この日、大村は「メディアさんの前ではあまり言ったことがなかったんですけど……」と前置きをした上で、将来像について言及した。
「卒業後は社会人野球など、選手としてプレーできるところまでやって、その後は、塾高の監督になりたいと思っています。森林(貴彦)さん(監督)に人生を変えてもらった。子どもたちの人生を変えられるような指導者を目指したいと思ったんです。あそこまで、子どもたちのために人生をかける人を見たことがない」
記者席で観戦した慶大・堀井哲也監督は「大村がよくチームを引っ張ってくれた」と目尻を下げ「スタッフを含めて頑張った。このメンバーから一人でも二人でもリーグ戦メンバーに絡んできてくれれば」と期待感を語った。
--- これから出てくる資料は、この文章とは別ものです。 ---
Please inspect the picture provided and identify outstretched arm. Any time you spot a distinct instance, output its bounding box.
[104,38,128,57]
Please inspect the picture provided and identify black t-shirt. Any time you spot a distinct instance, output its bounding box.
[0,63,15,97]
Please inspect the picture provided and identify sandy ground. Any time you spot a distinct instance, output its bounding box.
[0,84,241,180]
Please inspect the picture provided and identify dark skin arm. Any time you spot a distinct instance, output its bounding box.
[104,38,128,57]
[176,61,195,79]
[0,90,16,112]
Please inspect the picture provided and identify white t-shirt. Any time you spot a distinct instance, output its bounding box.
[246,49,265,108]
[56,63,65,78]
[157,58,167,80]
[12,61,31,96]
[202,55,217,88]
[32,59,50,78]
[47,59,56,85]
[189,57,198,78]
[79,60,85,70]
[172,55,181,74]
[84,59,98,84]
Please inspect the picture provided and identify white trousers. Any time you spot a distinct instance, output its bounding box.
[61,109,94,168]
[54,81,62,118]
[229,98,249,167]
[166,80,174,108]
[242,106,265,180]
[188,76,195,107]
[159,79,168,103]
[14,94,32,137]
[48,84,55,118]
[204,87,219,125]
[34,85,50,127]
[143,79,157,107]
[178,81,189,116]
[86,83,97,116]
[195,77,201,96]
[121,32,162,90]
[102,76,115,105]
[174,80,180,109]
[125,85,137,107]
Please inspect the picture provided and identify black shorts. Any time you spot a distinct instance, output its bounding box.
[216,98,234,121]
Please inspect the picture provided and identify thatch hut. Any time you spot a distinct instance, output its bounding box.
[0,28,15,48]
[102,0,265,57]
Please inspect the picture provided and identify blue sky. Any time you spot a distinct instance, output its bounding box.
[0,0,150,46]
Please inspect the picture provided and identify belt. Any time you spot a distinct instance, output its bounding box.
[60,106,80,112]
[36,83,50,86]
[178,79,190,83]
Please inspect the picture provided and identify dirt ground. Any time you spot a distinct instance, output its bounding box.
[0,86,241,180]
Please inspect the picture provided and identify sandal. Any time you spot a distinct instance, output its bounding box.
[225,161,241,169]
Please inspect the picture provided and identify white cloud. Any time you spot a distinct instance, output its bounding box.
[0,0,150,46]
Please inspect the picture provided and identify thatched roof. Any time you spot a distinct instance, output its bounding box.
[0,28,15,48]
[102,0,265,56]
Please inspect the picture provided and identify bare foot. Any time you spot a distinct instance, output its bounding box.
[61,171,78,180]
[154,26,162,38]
試合後は大村主将以下、慶應義塾高出身メンバーで集合写真に収まった[写真=矢野寿明]
堀井監督は4連覇の原動力として、決勝で好投を見せた鷲見、松井、水野の投手3人に加え、野手ではマスクをかぶった市橋慶祐(2年・小野高)、二番・右翼の一宮知樹(1年・八千代松陰高)の名前を挙げた。
「塾高以外のメンバーも、ミックスしてもらえれば」。慶大は應義塾高など一貫教育校からの内部進学組に一般入試、指定校推薦、AO入試のほか、さまざまな経路から志して入学してくる。全部員の力を融合させていくのが、チーム運営の伝統である。大村らの「甲子園優勝」は、この上ないプラス材料としての「経験値」。近い将来の慶大を占う意味でも、実りの多いフレッシュトーナメントだった。